HER MAJESTY THE QUEEN,

Respondent.

Appeals heard on common evidence with the appeals of Ann Marie St. Martin

(97-2731(IT)I) on August 11, 1998, at Toronto, Ontario, by

the Honourable Judge E.A. Bowie

Appearances

For the Appellant:                      The Appellant himself

Counsel for the Respondent:      Madeleine Schwarz

JUDGMENT

          The appeals from the assessments made under the Income Tax Act for the 1992, 1993 and 1994 taxation years are dismissed.

Signed at Ottawa, Canada, this 17th day of August, 1998.

"E.A. Bowie"

J.T.C.C.


97-2731(IT)I

BETWEEN:

ANN MARIE ST. MARTIN,

Appellant,

and

HER MAJESTY THE QUEEN,

Respondent.

Appeals heard on common evidence with the appeals of Lucien St. Martin

(97-2730(IT)I) on August 11, 1998, at Toronto, Ontario, by

the Honourable Judge E.A. Bowie

Appearances

For the Appellant:                      The Appellant herself

Counsel for the Respondent:      Madeleine Schwarz

JUDGMENT

          The appeals from the assessments made under the Income Tax Act for the 1992, 1993 and 1994 taxation years are dismissed.

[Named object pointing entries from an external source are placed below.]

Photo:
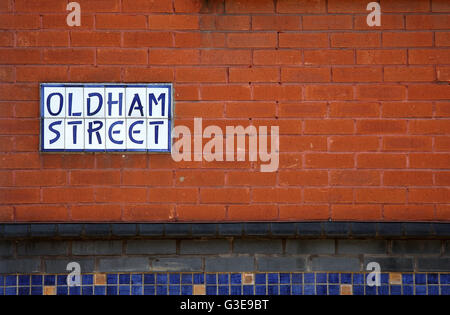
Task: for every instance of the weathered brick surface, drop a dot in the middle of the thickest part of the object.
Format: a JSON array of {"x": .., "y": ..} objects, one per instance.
[{"x": 363, "y": 111}]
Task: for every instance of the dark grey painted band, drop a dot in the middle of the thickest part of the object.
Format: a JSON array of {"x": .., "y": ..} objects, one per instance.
[{"x": 190, "y": 230}]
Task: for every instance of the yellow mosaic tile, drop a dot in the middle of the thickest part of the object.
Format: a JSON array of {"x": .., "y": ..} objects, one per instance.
[
  {"x": 346, "y": 289},
  {"x": 49, "y": 290},
  {"x": 199, "y": 289}
]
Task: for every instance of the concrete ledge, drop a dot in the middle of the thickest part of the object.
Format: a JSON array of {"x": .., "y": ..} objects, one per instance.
[{"x": 382, "y": 230}]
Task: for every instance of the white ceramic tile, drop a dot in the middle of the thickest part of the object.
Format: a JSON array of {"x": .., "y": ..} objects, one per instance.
[
  {"x": 136, "y": 134},
  {"x": 115, "y": 102},
  {"x": 158, "y": 102},
  {"x": 94, "y": 102},
  {"x": 74, "y": 134},
  {"x": 94, "y": 140},
  {"x": 74, "y": 102},
  {"x": 158, "y": 134},
  {"x": 136, "y": 102},
  {"x": 53, "y": 138},
  {"x": 54, "y": 102},
  {"x": 116, "y": 134}
]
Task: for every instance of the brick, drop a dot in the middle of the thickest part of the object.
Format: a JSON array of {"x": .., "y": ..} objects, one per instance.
[
  {"x": 97, "y": 74},
  {"x": 252, "y": 212},
  {"x": 410, "y": 39},
  {"x": 301, "y": 6},
  {"x": 302, "y": 40},
  {"x": 330, "y": 195},
  {"x": 275, "y": 23},
  {"x": 96, "y": 212},
  {"x": 388, "y": 22},
  {"x": 303, "y": 212},
  {"x": 168, "y": 57},
  {"x": 221, "y": 57},
  {"x": 241, "y": 75},
  {"x": 128, "y": 22},
  {"x": 206, "y": 247},
  {"x": 327, "y": 22},
  {"x": 277, "y": 92},
  {"x": 407, "y": 109},
  {"x": 428, "y": 56},
  {"x": 362, "y": 247},
  {"x": 380, "y": 195},
  {"x": 347, "y": 264},
  {"x": 281, "y": 264},
  {"x": 406, "y": 178},
  {"x": 303, "y": 178},
  {"x": 381, "y": 160},
  {"x": 427, "y": 22},
  {"x": 355, "y": 40},
  {"x": 192, "y": 75},
  {"x": 355, "y": 178},
  {"x": 249, "y": 6},
  {"x": 405, "y": 6},
  {"x": 357, "y": 74},
  {"x": 434, "y": 161},
  {"x": 329, "y": 57},
  {"x": 276, "y": 57},
  {"x": 429, "y": 195},
  {"x": 429, "y": 91},
  {"x": 229, "y": 264},
  {"x": 412, "y": 143},
  {"x": 380, "y": 127},
  {"x": 124, "y": 264},
  {"x": 150, "y": 247},
  {"x": 310, "y": 247},
  {"x": 71, "y": 56},
  {"x": 380, "y": 57},
  {"x": 95, "y": 39},
  {"x": 305, "y": 75},
  {"x": 225, "y": 92},
  {"x": 181, "y": 264},
  {"x": 356, "y": 212}
]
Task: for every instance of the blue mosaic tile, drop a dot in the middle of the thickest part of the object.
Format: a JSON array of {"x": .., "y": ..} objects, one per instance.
[
  {"x": 112, "y": 279},
  {"x": 174, "y": 290},
  {"x": 223, "y": 290},
  {"x": 285, "y": 278},
  {"x": 186, "y": 278},
  {"x": 297, "y": 278},
  {"x": 346, "y": 278},
  {"x": 136, "y": 279},
  {"x": 235, "y": 278},
  {"x": 174, "y": 278},
  {"x": 223, "y": 279},
  {"x": 297, "y": 290},
  {"x": 211, "y": 279},
  {"x": 149, "y": 278},
  {"x": 235, "y": 290},
  {"x": 211, "y": 290},
  {"x": 199, "y": 278},
  {"x": 260, "y": 278},
  {"x": 186, "y": 290},
  {"x": 124, "y": 279},
  {"x": 248, "y": 289}
]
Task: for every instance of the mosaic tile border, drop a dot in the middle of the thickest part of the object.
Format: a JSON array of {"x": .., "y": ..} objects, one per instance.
[{"x": 306, "y": 283}]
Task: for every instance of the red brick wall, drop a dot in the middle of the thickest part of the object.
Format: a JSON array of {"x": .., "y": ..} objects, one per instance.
[{"x": 363, "y": 112}]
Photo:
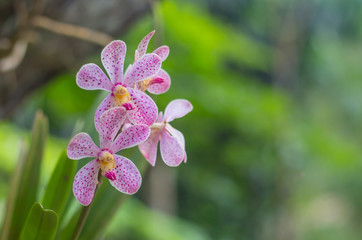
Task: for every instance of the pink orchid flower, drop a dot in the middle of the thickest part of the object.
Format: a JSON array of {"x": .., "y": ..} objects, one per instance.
[
  {"x": 121, "y": 172},
  {"x": 160, "y": 82},
  {"x": 172, "y": 141},
  {"x": 141, "y": 109}
]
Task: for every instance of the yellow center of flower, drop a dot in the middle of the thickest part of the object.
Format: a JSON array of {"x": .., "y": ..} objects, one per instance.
[
  {"x": 121, "y": 94},
  {"x": 107, "y": 162},
  {"x": 143, "y": 85}
]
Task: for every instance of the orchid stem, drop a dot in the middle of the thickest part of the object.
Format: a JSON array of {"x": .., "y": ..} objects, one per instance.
[{"x": 85, "y": 211}]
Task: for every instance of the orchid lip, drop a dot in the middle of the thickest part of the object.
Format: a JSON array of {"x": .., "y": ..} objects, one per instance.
[
  {"x": 160, "y": 125},
  {"x": 107, "y": 163}
]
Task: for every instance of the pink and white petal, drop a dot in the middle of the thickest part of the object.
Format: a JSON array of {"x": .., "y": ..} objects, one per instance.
[
  {"x": 160, "y": 117},
  {"x": 145, "y": 109},
  {"x": 82, "y": 146},
  {"x": 144, "y": 68},
  {"x": 109, "y": 124},
  {"x": 172, "y": 152},
  {"x": 163, "y": 52},
  {"x": 142, "y": 46},
  {"x": 130, "y": 137},
  {"x": 149, "y": 147},
  {"x": 128, "y": 69},
  {"x": 113, "y": 56},
  {"x": 176, "y": 134},
  {"x": 159, "y": 83},
  {"x": 176, "y": 109},
  {"x": 91, "y": 77},
  {"x": 104, "y": 106},
  {"x": 179, "y": 137},
  {"x": 126, "y": 124},
  {"x": 128, "y": 177},
  {"x": 85, "y": 182}
]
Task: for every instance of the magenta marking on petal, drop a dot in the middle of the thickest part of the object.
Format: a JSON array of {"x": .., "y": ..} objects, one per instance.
[
  {"x": 104, "y": 106},
  {"x": 128, "y": 177},
  {"x": 156, "y": 80},
  {"x": 128, "y": 106},
  {"x": 130, "y": 137},
  {"x": 111, "y": 175},
  {"x": 158, "y": 86}
]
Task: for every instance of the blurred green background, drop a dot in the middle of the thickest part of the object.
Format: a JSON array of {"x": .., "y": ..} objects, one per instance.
[{"x": 273, "y": 142}]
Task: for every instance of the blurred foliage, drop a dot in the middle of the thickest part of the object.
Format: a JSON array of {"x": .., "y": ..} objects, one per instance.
[{"x": 267, "y": 159}]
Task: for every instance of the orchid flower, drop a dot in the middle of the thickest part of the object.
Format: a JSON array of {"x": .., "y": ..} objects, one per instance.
[
  {"x": 121, "y": 172},
  {"x": 172, "y": 141},
  {"x": 141, "y": 109},
  {"x": 160, "y": 82}
]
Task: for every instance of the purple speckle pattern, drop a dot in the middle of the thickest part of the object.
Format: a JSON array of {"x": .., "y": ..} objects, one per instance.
[
  {"x": 162, "y": 52},
  {"x": 149, "y": 147},
  {"x": 109, "y": 124},
  {"x": 145, "y": 109},
  {"x": 113, "y": 56},
  {"x": 130, "y": 137},
  {"x": 145, "y": 67},
  {"x": 104, "y": 106},
  {"x": 85, "y": 182},
  {"x": 91, "y": 77},
  {"x": 171, "y": 151},
  {"x": 160, "y": 87},
  {"x": 82, "y": 146},
  {"x": 142, "y": 46},
  {"x": 128, "y": 177},
  {"x": 176, "y": 109}
]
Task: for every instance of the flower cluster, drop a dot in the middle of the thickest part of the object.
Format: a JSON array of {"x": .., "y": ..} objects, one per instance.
[{"x": 127, "y": 117}]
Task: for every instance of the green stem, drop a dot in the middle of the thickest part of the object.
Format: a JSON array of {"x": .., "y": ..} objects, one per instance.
[{"x": 85, "y": 211}]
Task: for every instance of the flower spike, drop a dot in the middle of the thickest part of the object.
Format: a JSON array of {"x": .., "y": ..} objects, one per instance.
[{"x": 120, "y": 171}]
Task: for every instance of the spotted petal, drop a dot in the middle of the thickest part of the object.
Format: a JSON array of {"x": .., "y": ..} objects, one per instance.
[
  {"x": 159, "y": 83},
  {"x": 163, "y": 52},
  {"x": 172, "y": 152},
  {"x": 145, "y": 109},
  {"x": 128, "y": 177},
  {"x": 149, "y": 147},
  {"x": 82, "y": 146},
  {"x": 91, "y": 77},
  {"x": 144, "y": 68},
  {"x": 109, "y": 124},
  {"x": 113, "y": 56},
  {"x": 85, "y": 182},
  {"x": 104, "y": 106},
  {"x": 130, "y": 137},
  {"x": 142, "y": 47},
  {"x": 176, "y": 109}
]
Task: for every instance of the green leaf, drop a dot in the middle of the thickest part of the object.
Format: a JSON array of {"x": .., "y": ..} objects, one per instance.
[
  {"x": 67, "y": 232},
  {"x": 25, "y": 180},
  {"x": 40, "y": 224},
  {"x": 60, "y": 184},
  {"x": 104, "y": 208}
]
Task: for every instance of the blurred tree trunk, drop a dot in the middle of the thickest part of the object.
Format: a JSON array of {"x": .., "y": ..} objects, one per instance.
[{"x": 34, "y": 50}]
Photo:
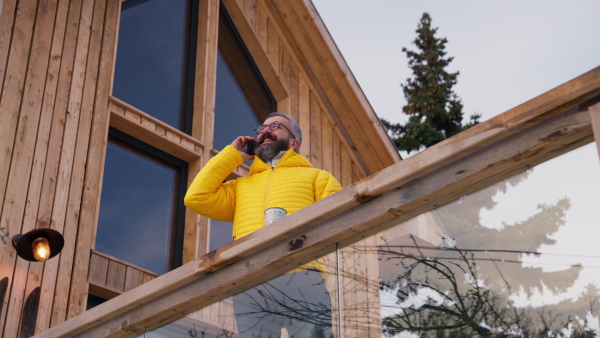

Signed at Ottawa, Canada, this 17th day of August, 1998.

"E.A. Bowie"

J.T.C.C.


Date: 19980817

Docket: 97-2730(IT)I

BETWEEN:

LUCIEN ST. MARTIN,

Appellant,

and

HER MAJESTY THE QUEEN,

Respondent,

AND BETWEEN:

97-2731(IT)I

ANN MARIE ST. MARTIN,

Appellant,

and

HER MAJESTY THE QUEEN,

Respondent.

REASONS FOR JUDGMENT

BOWIE J.T.C.C.

[1]      The appeals of Lucien St. Martin and his wife Ann Marie St. Martin were heard together on common evidence. They both appeal from reassessments for income tax for the taxation years 1992, 1993 and 1994. Mr. St. Martin was reassessed to disallow his claim to be entitled, in computing his income under section 3 of the Income Tax Act (the Act), to deduct the losses which he claimed to have sustained in each of those years in connection with a rental property owned by him and his wife in Florida, and in connection with a business which involved the buying and selling of sports cards. The Minister of National Revenue (the Minister) also disallowed his claim to be entitled to deduct an allowable business investment loss (ABIL) under paragraph 39(1)(c) of the Act in each of these three years.

[2]      Ann Marie St. Martin was reassessed to disallow her claims to losses in connection with the Florida property, and to disallow claims in each of the three years for losses incurred in connection with the rental by her to her husband of space in the basement of the family home, for use in connection with the sports card business. The family home is registered in her name.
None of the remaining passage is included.